Tuesday 15 September 2009

Persistence pays off

As I mentioned in my last post, I was really struggling with the border of my Myrtle Leaf shawl. If you don't know this pattern, or the book it comes from, here is an image from the book, Victorian Lace Today.


It's a long shawl. By the time I finished the forty leaf pattern repeats, it was, unstretched, taller than me (I'm short, but that's still a hell of a lot of black lace by anyone's standards!). But the body of the pattern was not the end of it. Oh no, not by a long shot.

What follows the main body of the knitting is what some have called the arduous task of knitting on the Willow border. I didn't read the instructions for it until I was ready to do it and with the benefit of hindsight, 6:30am on a Sunday morning when I was not in the most happy or confident of moods was probably an unwise time to try and come to terms with something that seemed a bit daunting.

But with fresh eyes and more than a few helpful comments, plus email discussion with a couple of helpful people, I made it. Last night, I sat at the dining room table, under good light, with the lap top beside me, the book open in front of me and I gave it a go. Here's what it looks like now.
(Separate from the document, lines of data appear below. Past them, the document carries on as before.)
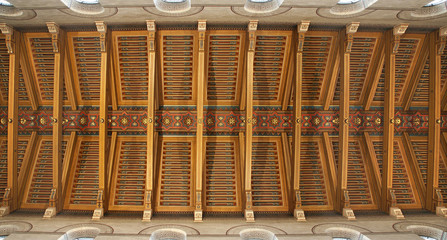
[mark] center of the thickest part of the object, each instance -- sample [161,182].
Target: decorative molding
[262,7]
[188,230]
[107,12]
[353,8]
[237,229]
[333,229]
[190,12]
[103,228]
[421,229]
[257,233]
[242,12]
[173,7]
[80,232]
[84,8]
[8,227]
[326,13]
[168,233]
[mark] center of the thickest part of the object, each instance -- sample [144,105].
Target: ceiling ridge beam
[416,74]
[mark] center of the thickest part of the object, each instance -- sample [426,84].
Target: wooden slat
[13,119]
[175,182]
[83,183]
[129,174]
[249,116]
[59,57]
[40,179]
[224,67]
[41,54]
[269,188]
[315,186]
[132,52]
[434,122]
[271,55]
[86,62]
[178,52]
[151,137]
[330,164]
[198,195]
[388,125]
[222,173]
[103,119]
[418,82]
[27,89]
[378,60]
[359,183]
[345,72]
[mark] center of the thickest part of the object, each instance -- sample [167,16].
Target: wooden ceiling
[119,86]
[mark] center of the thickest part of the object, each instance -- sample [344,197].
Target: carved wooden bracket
[8,31]
[102,29]
[53,28]
[252,27]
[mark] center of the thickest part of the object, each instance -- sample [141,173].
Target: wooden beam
[28,76]
[392,39]
[147,215]
[372,167]
[373,162]
[288,90]
[377,66]
[329,88]
[103,122]
[114,74]
[416,75]
[69,85]
[414,166]
[296,149]
[56,201]
[68,163]
[10,199]
[24,170]
[199,132]
[437,41]
[342,198]
[252,26]
[329,156]
[112,155]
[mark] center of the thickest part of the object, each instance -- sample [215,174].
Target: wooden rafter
[200,122]
[412,159]
[416,74]
[331,78]
[434,121]
[372,168]
[346,41]
[58,43]
[249,215]
[28,76]
[101,203]
[27,160]
[68,163]
[297,100]
[331,169]
[68,76]
[388,133]
[150,123]
[377,66]
[10,199]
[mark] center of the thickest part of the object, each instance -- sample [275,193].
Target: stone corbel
[351,29]
[102,29]
[53,28]
[8,32]
[398,31]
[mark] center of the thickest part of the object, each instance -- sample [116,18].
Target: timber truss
[208,120]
Myrtle Leaf Shawl - border

The verticle line of large holes is where the border connects to the body. The border is only eight stitches wide, and the wrong side rows are just purl rows, so once you get going it flies along nicely. I'd like for this not to drag on for an eternity, so I'm going to plug away as consistently as time and alertness allow.

I'm not sure I know what was so hard now. It's true there are a few lines in the instructions that seem kind of odd and unhelpful. I wish Jane Sowerby didn't write that this was unorthodox border because it's not, in essence, that different to the border I learned to do through Elizabeth Zimmermann. I expected it, after that statement, to be radically different and it wasn't. Not really.

Now that I can do it, I wonder what I made all the fuss over, but I suppose that's what learning is all about. What was difficult soon becomes commonplace and easy. Or easier.

All I need to do now is knit the thing.